Один арабский географ[60] оставил нам описание обращения правителя Малала. Во время долгой засухи «государь» приносил в жертву домашний скот, пока все животные не пошли под нож, но с неба не пролилось ни капли. Царь принялся сетовать на жестокость небес, но гость-мусульманин сказал ему: «О царь, если ты веришь, что Мухаммад (благослови его Аллах и ниспошли ему мир) был истинным Пророком, если ты примешь все установления ислама, я посулю тебе избавление от злосчастий, и тогда Аллах милостью Своей оделит тебя и всех твоих людей». Царь, конечно же, «принял ислам и сделался ревностным мусульманином», а гость «заставил его заучить простые отрывки из Корана и преподал урок, как соблюдать веру».

Гость попросил царя подождать до следующей пятницы, то есть до исламского шаббата. Они вдвоем молились до рассвета, и затем Аллах «ниспослал на них преобильный дождь». Тогда царь велел уничтожить всех языческих кумиров в своих владениях и изгнал всех «колдунов». Таким рвением он заслужил прозвище Мусульманин, а его потомки и местная знать тоже приняли исламскую веру, но «простые люди в тех местах остались привержены многобожию» (примечательная деталь, учитывая, что повествование призвано подтвердить могущество ислама).
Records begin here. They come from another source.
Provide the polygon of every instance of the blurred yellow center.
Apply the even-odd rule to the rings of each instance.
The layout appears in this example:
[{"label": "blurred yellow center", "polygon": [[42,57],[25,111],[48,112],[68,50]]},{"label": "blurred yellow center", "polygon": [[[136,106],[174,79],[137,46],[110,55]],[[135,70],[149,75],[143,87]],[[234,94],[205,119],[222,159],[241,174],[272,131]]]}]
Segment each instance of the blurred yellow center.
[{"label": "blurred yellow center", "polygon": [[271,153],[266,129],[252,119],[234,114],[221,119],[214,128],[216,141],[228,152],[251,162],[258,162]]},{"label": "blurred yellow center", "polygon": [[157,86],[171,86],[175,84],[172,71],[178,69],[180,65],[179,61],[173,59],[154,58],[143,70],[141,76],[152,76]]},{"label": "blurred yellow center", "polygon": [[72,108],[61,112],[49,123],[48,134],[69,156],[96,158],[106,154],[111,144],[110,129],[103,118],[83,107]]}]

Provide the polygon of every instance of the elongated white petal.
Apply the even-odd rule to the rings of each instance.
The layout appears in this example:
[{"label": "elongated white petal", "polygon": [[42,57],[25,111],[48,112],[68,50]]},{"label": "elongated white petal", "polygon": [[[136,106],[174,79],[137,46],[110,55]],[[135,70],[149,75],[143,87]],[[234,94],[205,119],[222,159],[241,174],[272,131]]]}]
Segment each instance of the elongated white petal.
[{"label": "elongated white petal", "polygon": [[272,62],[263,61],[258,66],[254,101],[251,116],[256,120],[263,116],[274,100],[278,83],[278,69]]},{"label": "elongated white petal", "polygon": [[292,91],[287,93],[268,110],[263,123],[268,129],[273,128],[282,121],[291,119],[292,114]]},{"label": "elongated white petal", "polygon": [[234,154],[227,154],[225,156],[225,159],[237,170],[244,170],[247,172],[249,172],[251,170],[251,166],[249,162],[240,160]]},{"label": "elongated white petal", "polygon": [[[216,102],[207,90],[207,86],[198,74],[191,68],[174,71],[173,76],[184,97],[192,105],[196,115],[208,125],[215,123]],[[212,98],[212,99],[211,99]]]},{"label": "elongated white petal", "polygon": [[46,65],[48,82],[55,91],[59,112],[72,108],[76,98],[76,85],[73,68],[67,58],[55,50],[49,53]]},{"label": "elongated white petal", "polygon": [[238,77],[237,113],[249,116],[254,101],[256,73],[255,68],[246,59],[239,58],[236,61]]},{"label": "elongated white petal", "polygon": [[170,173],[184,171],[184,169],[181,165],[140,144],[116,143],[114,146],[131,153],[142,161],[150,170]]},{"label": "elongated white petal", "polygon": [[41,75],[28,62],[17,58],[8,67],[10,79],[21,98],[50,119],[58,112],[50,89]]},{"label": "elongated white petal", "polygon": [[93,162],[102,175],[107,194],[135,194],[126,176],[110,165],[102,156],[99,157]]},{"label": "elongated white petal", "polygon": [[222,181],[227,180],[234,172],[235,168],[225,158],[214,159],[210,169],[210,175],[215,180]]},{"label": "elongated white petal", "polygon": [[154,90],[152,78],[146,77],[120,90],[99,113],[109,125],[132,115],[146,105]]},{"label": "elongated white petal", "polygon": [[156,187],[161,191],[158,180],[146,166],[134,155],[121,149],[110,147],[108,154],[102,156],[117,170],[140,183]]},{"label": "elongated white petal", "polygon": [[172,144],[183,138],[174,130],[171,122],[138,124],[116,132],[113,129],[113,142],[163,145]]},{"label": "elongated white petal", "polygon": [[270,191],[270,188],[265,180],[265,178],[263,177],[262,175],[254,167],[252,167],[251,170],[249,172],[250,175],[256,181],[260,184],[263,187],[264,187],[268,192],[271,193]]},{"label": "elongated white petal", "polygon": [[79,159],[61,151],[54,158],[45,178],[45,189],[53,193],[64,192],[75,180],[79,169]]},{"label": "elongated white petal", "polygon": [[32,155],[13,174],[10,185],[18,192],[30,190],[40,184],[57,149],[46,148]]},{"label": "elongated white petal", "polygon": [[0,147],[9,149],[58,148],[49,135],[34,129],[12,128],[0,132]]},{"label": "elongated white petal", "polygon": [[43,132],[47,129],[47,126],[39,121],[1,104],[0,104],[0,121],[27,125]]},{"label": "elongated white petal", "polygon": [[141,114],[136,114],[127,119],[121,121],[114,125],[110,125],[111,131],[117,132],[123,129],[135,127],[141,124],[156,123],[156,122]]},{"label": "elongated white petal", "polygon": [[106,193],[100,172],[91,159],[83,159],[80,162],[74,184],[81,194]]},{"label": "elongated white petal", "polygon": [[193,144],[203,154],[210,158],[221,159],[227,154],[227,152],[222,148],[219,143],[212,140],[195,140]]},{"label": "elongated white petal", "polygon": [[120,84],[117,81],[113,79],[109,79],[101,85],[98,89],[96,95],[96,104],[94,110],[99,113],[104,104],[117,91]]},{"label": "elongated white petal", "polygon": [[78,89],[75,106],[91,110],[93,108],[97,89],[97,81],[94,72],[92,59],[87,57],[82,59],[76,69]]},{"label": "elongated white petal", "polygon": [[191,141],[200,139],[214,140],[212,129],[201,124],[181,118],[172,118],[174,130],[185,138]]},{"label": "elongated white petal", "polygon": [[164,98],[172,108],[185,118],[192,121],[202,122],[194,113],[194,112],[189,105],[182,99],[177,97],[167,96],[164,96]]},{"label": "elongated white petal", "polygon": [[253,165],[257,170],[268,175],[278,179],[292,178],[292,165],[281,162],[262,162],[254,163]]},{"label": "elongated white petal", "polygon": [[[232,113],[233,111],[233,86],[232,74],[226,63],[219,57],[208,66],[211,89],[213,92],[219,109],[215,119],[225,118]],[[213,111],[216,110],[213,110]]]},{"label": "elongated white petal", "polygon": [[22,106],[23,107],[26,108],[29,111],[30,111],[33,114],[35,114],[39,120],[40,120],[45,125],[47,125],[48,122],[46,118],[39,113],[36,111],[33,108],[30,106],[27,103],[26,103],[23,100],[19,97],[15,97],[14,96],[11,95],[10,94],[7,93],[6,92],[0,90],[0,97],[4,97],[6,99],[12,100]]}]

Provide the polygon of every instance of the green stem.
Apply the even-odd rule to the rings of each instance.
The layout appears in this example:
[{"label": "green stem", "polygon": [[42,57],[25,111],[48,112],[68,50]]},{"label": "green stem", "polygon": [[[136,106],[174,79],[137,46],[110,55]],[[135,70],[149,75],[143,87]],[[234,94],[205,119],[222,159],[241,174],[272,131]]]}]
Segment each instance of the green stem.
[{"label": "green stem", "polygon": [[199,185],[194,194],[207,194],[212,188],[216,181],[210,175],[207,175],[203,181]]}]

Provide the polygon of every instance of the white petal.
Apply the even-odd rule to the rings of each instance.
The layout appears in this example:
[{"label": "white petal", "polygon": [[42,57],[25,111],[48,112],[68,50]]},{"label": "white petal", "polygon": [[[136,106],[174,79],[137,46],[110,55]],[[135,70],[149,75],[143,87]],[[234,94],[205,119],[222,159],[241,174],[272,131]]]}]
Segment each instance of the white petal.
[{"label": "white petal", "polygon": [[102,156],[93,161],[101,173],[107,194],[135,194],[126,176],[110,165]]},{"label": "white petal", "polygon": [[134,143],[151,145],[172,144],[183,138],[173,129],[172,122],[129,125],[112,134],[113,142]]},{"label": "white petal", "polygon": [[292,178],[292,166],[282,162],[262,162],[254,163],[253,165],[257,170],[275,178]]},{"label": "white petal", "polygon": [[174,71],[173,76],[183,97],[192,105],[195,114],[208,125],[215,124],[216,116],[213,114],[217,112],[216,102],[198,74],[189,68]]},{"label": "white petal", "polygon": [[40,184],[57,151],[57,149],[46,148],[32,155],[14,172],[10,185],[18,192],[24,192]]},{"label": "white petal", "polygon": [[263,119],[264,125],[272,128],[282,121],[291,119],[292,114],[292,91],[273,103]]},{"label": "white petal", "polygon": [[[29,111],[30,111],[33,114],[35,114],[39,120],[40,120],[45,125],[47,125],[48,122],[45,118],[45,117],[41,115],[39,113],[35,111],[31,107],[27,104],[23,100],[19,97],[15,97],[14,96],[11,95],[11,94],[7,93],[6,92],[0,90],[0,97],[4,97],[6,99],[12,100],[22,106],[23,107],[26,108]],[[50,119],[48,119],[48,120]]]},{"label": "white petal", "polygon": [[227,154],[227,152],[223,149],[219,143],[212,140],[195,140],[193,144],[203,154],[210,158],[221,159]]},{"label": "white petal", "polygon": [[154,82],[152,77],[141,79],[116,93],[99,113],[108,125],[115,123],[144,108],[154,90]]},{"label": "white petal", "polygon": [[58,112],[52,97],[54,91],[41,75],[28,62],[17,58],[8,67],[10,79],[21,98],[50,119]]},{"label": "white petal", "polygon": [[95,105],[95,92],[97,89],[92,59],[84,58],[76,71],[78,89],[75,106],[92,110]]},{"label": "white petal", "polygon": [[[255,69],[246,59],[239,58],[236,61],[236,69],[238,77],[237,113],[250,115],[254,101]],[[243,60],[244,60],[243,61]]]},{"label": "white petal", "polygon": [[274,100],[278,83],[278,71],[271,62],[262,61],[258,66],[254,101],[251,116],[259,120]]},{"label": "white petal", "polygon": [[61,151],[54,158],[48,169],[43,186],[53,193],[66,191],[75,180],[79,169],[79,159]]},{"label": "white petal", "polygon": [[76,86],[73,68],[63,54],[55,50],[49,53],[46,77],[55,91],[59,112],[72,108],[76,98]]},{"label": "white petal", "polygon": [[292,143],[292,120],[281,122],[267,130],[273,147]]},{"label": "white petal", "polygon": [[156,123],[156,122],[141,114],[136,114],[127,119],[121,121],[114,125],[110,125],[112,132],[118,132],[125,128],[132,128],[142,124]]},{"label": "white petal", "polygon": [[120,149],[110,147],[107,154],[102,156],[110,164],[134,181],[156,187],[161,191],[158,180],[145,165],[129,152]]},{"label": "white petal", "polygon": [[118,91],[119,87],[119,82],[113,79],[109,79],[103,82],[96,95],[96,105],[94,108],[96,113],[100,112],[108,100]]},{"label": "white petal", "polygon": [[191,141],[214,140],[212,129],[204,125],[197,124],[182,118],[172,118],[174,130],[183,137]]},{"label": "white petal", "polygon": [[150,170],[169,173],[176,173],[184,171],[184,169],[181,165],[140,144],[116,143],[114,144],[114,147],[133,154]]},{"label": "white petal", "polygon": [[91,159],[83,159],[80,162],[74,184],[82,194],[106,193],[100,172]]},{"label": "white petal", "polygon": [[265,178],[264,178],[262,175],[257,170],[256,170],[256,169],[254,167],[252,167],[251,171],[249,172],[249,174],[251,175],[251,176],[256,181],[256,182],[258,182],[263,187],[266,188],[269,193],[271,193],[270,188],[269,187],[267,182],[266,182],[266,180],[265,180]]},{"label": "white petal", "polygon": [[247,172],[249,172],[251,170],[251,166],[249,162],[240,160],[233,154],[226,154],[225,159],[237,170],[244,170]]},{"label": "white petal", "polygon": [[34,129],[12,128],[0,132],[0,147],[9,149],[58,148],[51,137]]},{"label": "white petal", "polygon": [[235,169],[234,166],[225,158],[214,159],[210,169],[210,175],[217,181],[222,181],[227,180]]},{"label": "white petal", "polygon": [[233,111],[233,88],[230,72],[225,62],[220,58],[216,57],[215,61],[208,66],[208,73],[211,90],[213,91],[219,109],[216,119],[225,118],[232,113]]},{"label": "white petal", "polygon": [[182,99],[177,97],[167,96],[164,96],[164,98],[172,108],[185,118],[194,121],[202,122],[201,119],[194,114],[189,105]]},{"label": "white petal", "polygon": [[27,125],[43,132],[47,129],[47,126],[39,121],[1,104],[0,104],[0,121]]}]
Это наиболее содержательное сообщение о раннем проникновении ислама в Западную Африку принадлежит мусульманскому ученому, который никогда не бывал в тех краях. Проживавший в испанской Кордове географ аль-Бакри собирал свидетельства путешественников и торговцев, которые возвращались из Африки. Еще он неоднократно ссылался на утраченный, к сожалению, источник 955 года – книгу некоего Юсуфа аль-Варрака. Сведения, приводимые аль-Бакри, выглядят удивительно достоверными для того времени. Он называет, среди прочего, имя царя, который занял престол империи Гана в 1063 году, всего за пять лет до того, как аль-Бакри завершил работу над книгой.